Posted: Tue Apr 23, 2019 7:31 pm
by Joe Gayo
That assumes that the ions gain the full cathode potential, but in our neutral collision dominated systems I don’t think that’s true. Of course the xrays are a problem. I do have a setup that’s controlled from 50ft away.

Re: More Upgrades

Posted: Wed Apr 24, 2019 5:21 am
by John Futter
It is not the ions that create the x-rays
It is the secondary electronsknocked off the grid that are accelerated to the fusor wall causing the x radiation

Re: More Upgrades

Posted: Wed Apr 24, 2019 6:33 am
by Joe Gayo
I know... I was referring to Richard talking about the D-D fusion cross section versus energy

Re: More Upgrades

Posted: Wed Apr 24, 2019 6:37 am
by Richard Hull
Once again, John scores a direct hit. The electrons, typically from an emissive grid are indeed afforded, due to their tiny relative "size", a free ride to virtually full potential to the high-Z wall. Only a pitiful few interacting with the deuterium gas or deuterons in the fusor. The fusor is a near ideal x-ray tube of yesteryear! (gas x-ray tubes of the 1890s-1920's). The fusor is a far more efficient x-ray tube than a fusion reactor.

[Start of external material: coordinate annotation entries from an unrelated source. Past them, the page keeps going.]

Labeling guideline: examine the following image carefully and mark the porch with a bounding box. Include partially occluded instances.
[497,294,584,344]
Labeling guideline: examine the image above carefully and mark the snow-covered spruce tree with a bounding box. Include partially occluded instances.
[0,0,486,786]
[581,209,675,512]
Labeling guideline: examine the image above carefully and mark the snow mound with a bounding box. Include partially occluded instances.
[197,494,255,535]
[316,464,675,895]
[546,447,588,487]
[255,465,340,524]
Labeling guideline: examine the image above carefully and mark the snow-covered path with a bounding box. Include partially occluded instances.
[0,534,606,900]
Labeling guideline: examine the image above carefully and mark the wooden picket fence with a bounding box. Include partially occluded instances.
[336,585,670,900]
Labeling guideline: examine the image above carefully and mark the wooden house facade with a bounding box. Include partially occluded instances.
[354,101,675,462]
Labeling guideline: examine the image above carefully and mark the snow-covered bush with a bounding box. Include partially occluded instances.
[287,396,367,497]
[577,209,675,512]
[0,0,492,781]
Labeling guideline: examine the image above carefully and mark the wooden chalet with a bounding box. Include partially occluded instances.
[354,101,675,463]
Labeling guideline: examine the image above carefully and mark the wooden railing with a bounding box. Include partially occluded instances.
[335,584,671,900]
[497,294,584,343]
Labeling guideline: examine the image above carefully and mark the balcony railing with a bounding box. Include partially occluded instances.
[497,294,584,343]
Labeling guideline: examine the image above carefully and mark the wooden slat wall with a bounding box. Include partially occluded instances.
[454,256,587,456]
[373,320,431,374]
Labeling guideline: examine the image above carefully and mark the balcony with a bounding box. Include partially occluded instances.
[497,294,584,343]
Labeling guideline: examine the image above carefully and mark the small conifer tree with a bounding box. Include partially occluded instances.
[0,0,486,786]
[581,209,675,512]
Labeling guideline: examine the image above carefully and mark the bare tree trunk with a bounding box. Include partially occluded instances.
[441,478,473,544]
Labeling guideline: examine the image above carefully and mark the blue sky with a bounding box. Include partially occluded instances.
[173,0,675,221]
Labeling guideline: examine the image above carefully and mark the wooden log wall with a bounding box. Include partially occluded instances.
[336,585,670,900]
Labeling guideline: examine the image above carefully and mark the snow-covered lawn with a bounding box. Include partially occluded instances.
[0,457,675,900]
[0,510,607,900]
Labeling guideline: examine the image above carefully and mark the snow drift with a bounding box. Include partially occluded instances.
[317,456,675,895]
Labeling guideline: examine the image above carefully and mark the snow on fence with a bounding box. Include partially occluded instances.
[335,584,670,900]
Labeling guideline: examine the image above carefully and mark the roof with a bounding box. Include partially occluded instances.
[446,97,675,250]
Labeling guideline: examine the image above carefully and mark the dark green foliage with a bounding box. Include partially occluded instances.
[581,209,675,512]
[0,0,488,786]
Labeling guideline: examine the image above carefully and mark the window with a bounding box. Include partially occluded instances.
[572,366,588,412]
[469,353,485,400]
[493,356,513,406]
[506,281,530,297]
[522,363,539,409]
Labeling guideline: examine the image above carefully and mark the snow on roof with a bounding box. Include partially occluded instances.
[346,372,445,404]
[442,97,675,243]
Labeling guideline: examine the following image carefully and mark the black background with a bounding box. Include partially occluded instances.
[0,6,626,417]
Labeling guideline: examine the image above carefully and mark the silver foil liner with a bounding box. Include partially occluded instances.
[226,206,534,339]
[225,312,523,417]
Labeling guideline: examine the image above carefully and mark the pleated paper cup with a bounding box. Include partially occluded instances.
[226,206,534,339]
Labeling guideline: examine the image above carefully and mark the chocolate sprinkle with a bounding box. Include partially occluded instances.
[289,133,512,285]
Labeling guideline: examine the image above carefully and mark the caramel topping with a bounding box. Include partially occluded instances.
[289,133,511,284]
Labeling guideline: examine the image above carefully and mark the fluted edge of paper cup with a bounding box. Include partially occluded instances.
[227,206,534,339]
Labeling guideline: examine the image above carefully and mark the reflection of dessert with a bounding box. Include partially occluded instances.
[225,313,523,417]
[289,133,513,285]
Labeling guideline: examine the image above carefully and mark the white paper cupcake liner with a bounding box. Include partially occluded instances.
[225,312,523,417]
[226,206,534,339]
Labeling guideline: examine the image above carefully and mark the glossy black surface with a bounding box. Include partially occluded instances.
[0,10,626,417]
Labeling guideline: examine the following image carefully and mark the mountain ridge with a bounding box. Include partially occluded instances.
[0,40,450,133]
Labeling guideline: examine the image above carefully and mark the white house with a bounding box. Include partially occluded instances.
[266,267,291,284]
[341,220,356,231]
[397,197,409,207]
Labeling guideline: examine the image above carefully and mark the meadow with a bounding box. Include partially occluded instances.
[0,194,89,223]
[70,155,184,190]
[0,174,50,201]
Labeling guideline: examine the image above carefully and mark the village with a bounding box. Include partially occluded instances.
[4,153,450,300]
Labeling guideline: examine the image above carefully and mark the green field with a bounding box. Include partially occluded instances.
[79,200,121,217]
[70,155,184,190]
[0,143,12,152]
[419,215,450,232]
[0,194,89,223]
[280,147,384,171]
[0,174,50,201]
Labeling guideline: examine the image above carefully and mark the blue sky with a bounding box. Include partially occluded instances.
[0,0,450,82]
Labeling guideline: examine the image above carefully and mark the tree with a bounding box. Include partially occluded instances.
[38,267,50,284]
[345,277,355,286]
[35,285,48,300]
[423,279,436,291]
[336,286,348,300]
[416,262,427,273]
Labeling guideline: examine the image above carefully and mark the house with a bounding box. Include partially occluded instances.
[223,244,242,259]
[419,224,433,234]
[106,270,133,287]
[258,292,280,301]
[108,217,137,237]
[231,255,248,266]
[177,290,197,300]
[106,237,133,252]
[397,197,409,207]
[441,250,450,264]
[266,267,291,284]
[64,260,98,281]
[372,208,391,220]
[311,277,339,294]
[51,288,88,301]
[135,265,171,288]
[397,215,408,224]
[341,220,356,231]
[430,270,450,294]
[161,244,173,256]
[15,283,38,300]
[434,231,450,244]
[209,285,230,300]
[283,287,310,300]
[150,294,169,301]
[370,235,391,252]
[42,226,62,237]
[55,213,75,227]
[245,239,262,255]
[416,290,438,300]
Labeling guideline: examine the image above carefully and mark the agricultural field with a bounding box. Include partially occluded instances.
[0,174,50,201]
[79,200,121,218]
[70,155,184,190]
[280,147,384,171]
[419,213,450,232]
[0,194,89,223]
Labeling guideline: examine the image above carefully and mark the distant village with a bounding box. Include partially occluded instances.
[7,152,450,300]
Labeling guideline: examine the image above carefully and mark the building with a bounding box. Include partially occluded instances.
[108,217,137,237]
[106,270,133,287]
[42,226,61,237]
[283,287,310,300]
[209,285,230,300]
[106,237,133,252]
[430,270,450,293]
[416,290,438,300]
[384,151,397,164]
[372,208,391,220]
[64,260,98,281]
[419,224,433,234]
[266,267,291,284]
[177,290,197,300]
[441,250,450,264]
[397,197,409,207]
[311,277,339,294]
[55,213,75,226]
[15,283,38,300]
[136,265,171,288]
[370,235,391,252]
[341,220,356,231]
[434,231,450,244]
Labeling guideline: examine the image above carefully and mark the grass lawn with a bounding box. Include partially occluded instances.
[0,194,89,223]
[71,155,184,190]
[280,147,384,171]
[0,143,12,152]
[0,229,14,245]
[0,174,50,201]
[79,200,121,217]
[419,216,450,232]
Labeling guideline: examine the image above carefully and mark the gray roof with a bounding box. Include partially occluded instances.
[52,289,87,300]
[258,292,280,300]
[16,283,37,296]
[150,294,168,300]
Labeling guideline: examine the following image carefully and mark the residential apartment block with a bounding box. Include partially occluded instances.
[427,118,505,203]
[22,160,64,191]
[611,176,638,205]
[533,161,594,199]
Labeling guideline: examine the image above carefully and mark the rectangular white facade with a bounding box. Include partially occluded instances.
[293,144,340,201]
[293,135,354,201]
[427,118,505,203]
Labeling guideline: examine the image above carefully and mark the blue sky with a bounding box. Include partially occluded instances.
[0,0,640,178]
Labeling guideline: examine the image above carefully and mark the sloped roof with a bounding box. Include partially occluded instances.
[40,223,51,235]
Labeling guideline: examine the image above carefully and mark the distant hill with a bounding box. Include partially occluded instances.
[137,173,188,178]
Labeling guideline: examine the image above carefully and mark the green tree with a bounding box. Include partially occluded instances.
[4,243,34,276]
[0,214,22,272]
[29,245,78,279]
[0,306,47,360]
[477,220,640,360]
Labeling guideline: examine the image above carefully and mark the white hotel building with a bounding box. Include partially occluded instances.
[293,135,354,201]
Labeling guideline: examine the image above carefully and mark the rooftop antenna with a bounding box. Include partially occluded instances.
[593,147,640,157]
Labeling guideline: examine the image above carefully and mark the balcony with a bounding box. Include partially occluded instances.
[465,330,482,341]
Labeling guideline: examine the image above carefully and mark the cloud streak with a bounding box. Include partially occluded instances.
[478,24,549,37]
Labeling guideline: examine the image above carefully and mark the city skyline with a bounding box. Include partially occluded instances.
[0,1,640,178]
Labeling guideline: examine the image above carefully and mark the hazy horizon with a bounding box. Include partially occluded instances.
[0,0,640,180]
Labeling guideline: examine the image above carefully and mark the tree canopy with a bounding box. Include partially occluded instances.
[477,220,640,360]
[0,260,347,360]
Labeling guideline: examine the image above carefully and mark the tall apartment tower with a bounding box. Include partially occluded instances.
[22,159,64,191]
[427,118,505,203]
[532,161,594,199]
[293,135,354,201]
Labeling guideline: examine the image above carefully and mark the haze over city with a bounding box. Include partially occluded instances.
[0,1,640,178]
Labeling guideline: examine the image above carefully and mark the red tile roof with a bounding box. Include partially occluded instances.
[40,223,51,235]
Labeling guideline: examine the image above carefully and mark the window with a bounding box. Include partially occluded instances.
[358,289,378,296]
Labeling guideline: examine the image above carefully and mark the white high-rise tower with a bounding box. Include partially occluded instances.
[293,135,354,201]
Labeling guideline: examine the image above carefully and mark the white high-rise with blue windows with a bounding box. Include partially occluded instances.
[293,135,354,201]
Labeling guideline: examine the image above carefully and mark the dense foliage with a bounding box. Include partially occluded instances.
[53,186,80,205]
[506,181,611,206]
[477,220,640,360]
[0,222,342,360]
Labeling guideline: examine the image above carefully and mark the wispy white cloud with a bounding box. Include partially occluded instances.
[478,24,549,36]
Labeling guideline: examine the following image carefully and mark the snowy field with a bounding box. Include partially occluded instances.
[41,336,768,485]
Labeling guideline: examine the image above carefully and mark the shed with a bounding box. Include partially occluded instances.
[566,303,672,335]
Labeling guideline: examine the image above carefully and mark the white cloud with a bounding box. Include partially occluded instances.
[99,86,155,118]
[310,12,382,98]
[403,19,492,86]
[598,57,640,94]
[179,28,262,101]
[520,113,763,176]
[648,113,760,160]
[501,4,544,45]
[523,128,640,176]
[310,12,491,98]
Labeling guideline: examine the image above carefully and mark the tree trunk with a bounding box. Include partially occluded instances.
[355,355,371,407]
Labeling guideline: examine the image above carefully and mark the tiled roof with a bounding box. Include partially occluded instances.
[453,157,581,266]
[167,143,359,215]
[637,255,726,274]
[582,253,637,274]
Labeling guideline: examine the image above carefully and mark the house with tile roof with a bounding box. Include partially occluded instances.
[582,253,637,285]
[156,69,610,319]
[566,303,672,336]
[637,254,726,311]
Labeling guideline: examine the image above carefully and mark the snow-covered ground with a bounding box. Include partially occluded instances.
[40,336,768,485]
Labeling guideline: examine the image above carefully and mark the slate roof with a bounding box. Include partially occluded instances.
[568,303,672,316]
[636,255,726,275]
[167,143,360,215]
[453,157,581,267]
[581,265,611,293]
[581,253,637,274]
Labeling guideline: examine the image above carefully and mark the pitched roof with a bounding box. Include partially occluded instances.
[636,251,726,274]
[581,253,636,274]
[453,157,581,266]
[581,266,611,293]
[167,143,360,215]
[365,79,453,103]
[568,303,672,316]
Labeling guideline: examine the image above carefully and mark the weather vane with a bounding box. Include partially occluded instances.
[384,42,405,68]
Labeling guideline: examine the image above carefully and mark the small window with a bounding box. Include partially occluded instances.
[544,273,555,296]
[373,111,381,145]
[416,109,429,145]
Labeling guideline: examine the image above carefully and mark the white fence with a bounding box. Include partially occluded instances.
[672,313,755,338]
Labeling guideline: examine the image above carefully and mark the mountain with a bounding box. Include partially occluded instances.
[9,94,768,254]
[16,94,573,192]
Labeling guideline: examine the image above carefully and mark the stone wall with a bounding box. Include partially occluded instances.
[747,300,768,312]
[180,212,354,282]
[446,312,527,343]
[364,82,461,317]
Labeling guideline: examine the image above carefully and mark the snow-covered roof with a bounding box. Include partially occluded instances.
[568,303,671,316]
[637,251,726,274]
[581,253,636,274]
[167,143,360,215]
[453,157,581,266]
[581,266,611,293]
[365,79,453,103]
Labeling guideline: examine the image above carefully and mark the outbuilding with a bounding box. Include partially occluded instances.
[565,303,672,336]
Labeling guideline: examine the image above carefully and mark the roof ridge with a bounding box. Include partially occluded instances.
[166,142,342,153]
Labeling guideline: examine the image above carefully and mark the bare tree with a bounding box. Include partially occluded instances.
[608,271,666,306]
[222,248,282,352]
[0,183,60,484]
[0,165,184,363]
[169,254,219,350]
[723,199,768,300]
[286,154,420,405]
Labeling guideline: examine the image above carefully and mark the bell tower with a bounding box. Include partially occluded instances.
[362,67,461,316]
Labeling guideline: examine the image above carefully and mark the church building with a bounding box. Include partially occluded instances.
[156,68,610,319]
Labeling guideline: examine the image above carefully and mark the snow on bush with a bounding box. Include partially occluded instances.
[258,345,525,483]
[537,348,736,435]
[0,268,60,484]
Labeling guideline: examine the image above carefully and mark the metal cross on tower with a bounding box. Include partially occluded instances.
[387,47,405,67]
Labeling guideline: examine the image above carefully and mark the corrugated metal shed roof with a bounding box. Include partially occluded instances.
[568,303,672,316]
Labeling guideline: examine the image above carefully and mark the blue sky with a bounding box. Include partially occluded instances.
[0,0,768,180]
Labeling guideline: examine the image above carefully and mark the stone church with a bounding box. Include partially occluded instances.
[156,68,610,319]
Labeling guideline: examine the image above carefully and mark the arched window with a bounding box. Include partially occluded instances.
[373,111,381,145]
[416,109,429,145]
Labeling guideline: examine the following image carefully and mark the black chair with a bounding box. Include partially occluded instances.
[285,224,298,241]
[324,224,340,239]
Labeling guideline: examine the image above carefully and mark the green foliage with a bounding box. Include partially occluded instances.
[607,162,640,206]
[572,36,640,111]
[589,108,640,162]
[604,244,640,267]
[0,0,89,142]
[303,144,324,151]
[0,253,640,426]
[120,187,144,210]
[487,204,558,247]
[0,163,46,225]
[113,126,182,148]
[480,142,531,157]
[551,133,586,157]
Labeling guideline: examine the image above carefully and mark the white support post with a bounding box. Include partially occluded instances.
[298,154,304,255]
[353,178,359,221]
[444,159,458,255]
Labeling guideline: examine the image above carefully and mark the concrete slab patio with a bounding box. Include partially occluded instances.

As long as folks putter around with demo fusors and never make over 25kv in a real fusor, virtually zero x-rays are emitted from their device, assuming a metal SS bodied fusor of typical .0625-inch wall thickness. However glass view ports and HV insulators are x-ray beam ports in all real fusors and are best pointed to the floor or the ceiling in their mechanical installations.

newbies.....See FAQ on positioning fusor components and x-ray warning FAQs.

Richard Hull

Re: More Upgrades

Posted: Sat Apr 27, 2019 6:51 am
by Bruce Meagher

I believe you are quoting the D-T cross-section curve (not the D-D cross-section) in your comment above. The D-D fusion cross-section doesn't fall off until a few MeV. Below is a graph of the different fusion reaction cross-sections vs energy taken from: ... 4_7_4.html

Not that any amateur will push the voltages much above 100kV for the reasons stated above.

As a data point on neutron production I was just reading the Berkeley Compact Neutron Source (D-D beam on target) can generate 10^8 neutrons/seconds at just over 100keV using only a 10% duty cycle. A fusor is a different beast, but this might be useful as a data point.